While Mr Feinberg no longer had the authority to police compensation at those that had paid back the government’s investment, he used a “look back” provision in the statute to ask for more information about their pay during a window between the start of the Tarp and when new restrictions on executive pay took effect.

Mr Feinberg reviewed what the 419 companies that received government assistance before February 2009 had paid their top 25 executives. The institutions were required to submit details on employees who earned more than $500,000.

Eleven of the 17 companies cited by the special master have repaid the government for its assistance during the crisis. And, while Mr Feinberg conceded that none of the retention awards, bonuses, golden parachutes and other payments that appear excessive today was “contrary to the public interest”, he proposed the companies adopt a new policy that would supersede pay guarantees granted to executives.

Mr Feinberg implored companies to give their boards’ compensation committees the right to restructure, reduce or cancel payments to executives during times of crisis.
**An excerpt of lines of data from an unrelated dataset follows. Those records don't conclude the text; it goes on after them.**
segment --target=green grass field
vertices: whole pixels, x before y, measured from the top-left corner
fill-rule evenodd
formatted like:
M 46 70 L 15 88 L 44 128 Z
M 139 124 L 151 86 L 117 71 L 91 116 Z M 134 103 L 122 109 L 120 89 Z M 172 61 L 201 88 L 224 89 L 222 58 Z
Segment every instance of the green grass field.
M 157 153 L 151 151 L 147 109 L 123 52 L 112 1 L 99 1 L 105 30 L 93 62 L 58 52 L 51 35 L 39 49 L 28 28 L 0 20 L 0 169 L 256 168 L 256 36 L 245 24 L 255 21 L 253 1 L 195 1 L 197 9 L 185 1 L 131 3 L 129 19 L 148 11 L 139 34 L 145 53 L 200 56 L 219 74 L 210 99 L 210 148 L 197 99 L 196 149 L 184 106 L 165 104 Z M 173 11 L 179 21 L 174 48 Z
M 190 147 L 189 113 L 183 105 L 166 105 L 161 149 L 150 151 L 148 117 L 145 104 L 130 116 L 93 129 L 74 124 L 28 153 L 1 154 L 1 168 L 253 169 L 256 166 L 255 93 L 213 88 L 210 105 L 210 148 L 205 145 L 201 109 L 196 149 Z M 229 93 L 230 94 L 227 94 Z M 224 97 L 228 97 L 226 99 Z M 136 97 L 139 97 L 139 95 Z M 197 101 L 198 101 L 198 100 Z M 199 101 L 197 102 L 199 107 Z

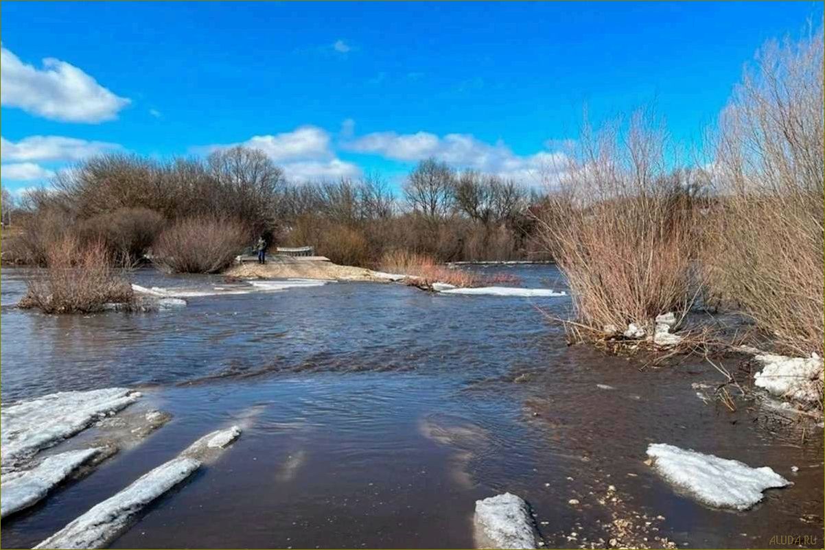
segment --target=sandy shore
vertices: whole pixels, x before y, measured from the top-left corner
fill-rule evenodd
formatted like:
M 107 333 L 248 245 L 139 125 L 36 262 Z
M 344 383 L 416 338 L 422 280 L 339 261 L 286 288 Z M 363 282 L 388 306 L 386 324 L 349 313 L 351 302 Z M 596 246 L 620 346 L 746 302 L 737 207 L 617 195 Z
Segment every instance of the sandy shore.
M 390 282 L 396 277 L 380 271 L 373 271 L 363 267 L 339 266 L 323 256 L 310 257 L 274 257 L 261 265 L 245 262 L 233 266 L 225 275 L 243 279 L 328 279 L 334 280 L 362 280 L 373 282 Z

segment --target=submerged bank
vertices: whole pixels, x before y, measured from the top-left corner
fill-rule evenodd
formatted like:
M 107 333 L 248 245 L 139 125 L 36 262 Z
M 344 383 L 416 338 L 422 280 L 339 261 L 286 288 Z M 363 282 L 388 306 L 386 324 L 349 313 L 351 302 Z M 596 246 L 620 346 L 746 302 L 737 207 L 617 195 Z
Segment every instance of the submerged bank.
M 507 270 L 526 288 L 564 289 L 553 266 Z M 2 276 L 13 302 L 19 280 Z M 136 283 L 225 284 L 144 272 Z M 529 504 L 549 547 L 760 547 L 777 532 L 821 534 L 820 434 L 800 444 L 757 403 L 703 402 L 692 384 L 712 393 L 722 377 L 702 361 L 640 370 L 641 359 L 568 346 L 521 298 L 327 284 L 186 299 L 158 315 L 3 310 L 4 402 L 116 385 L 172 417 L 4 520 L 5 546 L 45 540 L 234 424 L 243 434 L 231 451 L 147 507 L 114 548 L 470 548 L 476 501 L 505 492 Z M 563 317 L 569 300 L 541 307 Z M 91 444 L 97 430 L 73 439 Z M 644 463 L 651 443 L 767 466 L 794 485 L 747 511 L 709 507 Z

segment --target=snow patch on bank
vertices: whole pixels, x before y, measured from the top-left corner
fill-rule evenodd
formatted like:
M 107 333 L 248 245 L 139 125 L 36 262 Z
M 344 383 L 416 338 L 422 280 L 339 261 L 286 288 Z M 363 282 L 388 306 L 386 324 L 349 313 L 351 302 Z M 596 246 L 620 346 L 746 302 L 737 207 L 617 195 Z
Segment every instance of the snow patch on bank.
M 161 464 L 35 548 L 101 548 L 128 528 L 146 505 L 200 467 L 199 461 L 187 457 L 177 457 Z
M 433 289 L 435 285 L 433 285 Z M 441 290 L 442 294 L 470 294 L 474 296 L 567 296 L 564 291 L 551 290 L 550 289 L 520 289 L 511 286 L 482 286 L 474 289 L 447 289 Z
M 753 375 L 753 383 L 769 393 L 814 403 L 819 401 L 823 387 L 823 360 L 811 357 L 785 357 L 762 353 L 753 358 L 762 365 L 761 372 Z
M 537 536 L 527 503 L 504 493 L 475 501 L 475 538 L 479 548 L 535 548 Z
M 648 456 L 668 482 L 711 506 L 747 510 L 762 499 L 762 491 L 790 485 L 765 466 L 751 468 L 738 460 L 685 450 L 667 444 L 651 444 Z
M 60 453 L 45 458 L 24 472 L 2 475 L 0 491 L 0 517 L 16 512 L 41 500 L 55 485 L 64 480 L 81 464 L 97 454 L 99 449 L 84 449 Z
M 90 392 L 59 392 L 0 409 L 0 463 L 3 468 L 28 459 L 86 429 L 95 421 L 114 415 L 141 396 L 127 388 Z

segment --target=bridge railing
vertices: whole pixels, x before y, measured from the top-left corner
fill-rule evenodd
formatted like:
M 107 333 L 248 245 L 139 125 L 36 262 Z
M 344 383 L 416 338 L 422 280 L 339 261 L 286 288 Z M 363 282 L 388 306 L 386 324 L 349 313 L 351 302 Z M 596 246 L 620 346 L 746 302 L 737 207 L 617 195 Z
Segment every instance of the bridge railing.
M 315 249 L 312 247 L 277 247 L 275 253 L 278 256 L 315 256 Z

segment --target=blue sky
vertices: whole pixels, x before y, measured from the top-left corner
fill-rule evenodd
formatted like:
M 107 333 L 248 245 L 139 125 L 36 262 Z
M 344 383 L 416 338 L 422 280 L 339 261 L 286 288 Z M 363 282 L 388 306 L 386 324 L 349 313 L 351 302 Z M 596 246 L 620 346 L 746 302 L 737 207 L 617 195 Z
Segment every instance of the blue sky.
M 2 178 L 21 190 L 101 151 L 233 143 L 295 180 L 397 181 L 429 156 L 530 178 L 585 105 L 597 123 L 653 103 L 687 144 L 755 50 L 823 8 L 7 1 L 0 16 Z

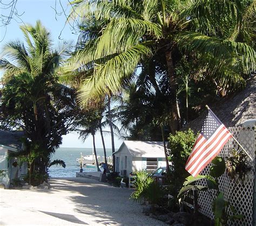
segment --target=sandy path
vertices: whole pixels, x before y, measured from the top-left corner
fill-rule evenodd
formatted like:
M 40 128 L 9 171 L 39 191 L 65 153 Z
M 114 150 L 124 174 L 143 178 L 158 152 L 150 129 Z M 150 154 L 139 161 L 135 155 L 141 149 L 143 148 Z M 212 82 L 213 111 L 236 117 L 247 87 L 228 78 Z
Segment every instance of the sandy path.
M 51 179 L 49 190 L 0 190 L 0 225 L 156 225 L 132 192 L 85 178 Z

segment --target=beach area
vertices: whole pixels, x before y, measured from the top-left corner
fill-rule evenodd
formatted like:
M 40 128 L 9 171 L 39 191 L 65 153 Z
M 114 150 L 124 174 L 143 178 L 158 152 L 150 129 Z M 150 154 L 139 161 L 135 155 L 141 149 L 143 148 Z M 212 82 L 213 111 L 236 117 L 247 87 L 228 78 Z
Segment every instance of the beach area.
M 1 225 L 165 225 L 145 216 L 132 189 L 83 178 L 52 178 L 49 189 L 1 189 Z

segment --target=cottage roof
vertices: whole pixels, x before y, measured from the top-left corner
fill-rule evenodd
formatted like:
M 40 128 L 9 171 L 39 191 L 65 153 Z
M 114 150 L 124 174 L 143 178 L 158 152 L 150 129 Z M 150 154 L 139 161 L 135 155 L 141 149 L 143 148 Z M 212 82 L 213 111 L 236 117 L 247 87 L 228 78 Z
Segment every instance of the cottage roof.
M 124 145 L 135 157 L 165 157 L 163 142 L 125 140 L 115 153 L 121 151 Z
M 234 126 L 250 119 L 256 118 L 256 76 L 247 82 L 245 88 L 232 96 L 228 96 L 210 108 L 226 126 Z M 190 122 L 181 129 L 191 128 L 194 132 L 199 131 L 206 117 L 205 110 L 195 119 Z
M 0 145 L 21 149 L 22 142 L 19 139 L 23 136 L 23 131 L 0 131 Z

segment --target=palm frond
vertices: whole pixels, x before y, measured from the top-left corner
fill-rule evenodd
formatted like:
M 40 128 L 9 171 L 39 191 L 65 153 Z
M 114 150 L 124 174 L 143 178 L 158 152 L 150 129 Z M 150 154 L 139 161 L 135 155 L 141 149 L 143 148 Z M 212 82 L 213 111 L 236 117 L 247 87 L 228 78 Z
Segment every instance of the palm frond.
M 138 44 L 107 60 L 104 65 L 95 65 L 94 75 L 86 79 L 80 87 L 78 102 L 86 105 L 96 99 L 102 100 L 106 94 L 119 91 L 124 78 L 130 76 L 139 60 L 150 54 L 149 48 Z

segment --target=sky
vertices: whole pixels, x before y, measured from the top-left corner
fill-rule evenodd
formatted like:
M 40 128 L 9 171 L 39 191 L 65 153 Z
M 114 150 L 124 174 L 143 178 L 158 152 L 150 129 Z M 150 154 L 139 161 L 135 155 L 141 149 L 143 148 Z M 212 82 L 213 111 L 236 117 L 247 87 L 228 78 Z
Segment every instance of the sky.
M 11 2 L 11 0 L 1 1 L 5 4 Z M 66 17 L 63 12 L 62 5 L 68 15 L 69 9 L 68 8 L 68 0 L 17 0 L 16 9 L 17 13 L 21 15 L 17 17 L 14 16 L 10 24 L 7 26 L 0 27 L 0 48 L 5 43 L 11 40 L 23 39 L 23 34 L 20 31 L 20 25 L 25 24 L 35 25 L 37 20 L 40 20 L 42 24 L 49 30 L 52 34 L 52 38 L 55 44 L 60 39 L 66 40 L 73 40 L 75 43 L 77 40 L 78 34 L 69 24 L 65 25 Z M 3 8 L 3 5 L 0 5 Z M 57 13 L 55 10 L 57 11 Z M 0 9 L 0 14 L 7 16 L 10 11 L 8 9 Z M 0 76 L 2 74 L 0 72 Z M 108 130 L 108 128 L 105 129 Z M 63 136 L 63 143 L 61 147 L 92 147 L 92 138 L 88 137 L 83 143 L 78 139 L 79 135 L 76 132 L 69 133 Z M 114 138 L 115 148 L 118 149 L 123 140 Z M 111 137 L 105 137 L 106 148 L 111 147 Z M 102 148 L 100 135 L 96 136 L 96 145 L 97 148 Z

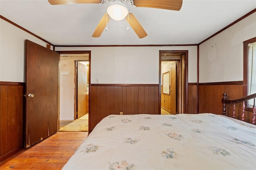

In October, he had moved to slash the 2009 cash compensation of the top executives at the seven companies within his jurisdiction by an average of 90 per cent from a year earlier.

In December, Mr Feinberg took aim at a second tier of managers, setting a $500,000 salary limit for hundreds of employees at the companies that were still under his thumb. The White House last month appointed Mr Feinberg as administrator of BP’s fund to pay claims from the oil company’s devastating spill. He will leave his current post as “pay tsar” in August.